I'm being a bit harsh, no doubt. It's witless and shallow, but as genre pictures go, Life isn't so bad; mostly it's just plain and direct, just like its yawning, functional title. Director Daniel Espinosa and editors Mary Jo Markey (a J.J. Abrams lifer) and Frances Parker keep the pace clicking along at a steadily escalating speed; Seamus McGarvey shoots everything with an appropriately gloomy cast that he manages to make feel authentic to the location, and not just the caprice of a horror movie cinematographer. And if nobody but Ferguson is actually good, at least nobody is actually bad, though Gyllenhaal is being unacceptably lazy in playing what comes closest to the film's leading role.

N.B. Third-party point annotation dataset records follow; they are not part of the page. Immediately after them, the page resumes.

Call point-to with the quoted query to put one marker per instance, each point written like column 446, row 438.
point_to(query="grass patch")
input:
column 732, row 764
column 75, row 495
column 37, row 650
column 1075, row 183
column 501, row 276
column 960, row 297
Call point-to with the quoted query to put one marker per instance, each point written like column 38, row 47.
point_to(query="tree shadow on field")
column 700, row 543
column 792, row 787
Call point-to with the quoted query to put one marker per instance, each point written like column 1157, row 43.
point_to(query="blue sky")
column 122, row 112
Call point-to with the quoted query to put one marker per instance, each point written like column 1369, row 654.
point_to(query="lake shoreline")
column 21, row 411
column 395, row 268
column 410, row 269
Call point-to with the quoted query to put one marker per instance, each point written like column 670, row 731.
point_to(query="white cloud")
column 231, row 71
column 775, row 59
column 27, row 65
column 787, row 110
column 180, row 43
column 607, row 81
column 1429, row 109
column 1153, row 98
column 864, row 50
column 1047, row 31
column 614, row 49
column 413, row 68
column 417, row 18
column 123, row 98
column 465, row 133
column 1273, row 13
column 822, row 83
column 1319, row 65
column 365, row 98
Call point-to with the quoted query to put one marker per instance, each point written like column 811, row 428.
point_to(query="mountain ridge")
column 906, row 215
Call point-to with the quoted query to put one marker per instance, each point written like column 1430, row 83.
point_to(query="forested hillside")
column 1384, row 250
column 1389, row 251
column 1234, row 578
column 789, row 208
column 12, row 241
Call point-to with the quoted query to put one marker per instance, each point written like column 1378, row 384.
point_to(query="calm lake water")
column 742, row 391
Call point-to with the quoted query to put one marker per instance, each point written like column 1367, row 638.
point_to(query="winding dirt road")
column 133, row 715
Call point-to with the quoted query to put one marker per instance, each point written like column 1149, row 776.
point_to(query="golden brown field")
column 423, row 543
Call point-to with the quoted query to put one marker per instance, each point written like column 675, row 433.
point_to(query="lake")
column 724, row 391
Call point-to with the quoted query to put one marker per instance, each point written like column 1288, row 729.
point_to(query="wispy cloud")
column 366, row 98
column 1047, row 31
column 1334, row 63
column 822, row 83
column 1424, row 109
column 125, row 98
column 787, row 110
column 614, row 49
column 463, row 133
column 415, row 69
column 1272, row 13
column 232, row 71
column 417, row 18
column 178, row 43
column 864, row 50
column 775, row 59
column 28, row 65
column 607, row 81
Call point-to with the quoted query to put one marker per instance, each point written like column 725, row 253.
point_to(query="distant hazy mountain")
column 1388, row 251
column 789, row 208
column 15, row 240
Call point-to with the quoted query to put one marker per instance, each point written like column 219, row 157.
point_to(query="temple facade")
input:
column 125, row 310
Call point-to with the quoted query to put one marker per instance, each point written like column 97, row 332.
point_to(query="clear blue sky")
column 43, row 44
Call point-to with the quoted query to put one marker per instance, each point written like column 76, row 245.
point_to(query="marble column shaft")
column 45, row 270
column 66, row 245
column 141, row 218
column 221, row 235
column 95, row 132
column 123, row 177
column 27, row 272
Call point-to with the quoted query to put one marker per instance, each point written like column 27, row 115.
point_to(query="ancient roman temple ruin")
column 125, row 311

It's... there. It's a perfectly functional movie with not the smallest trace of its own personality, unless "apocalyptically stupid" is a personality trait. Still and all, it's harmless, and far be it from me to shoo anybody away from a space monster movie. There are hardly any of them made with this kind of budget and these kinds of special effects, and even if the film is almost entirely an exercise in irrelevance, at least it's not boring on top of it.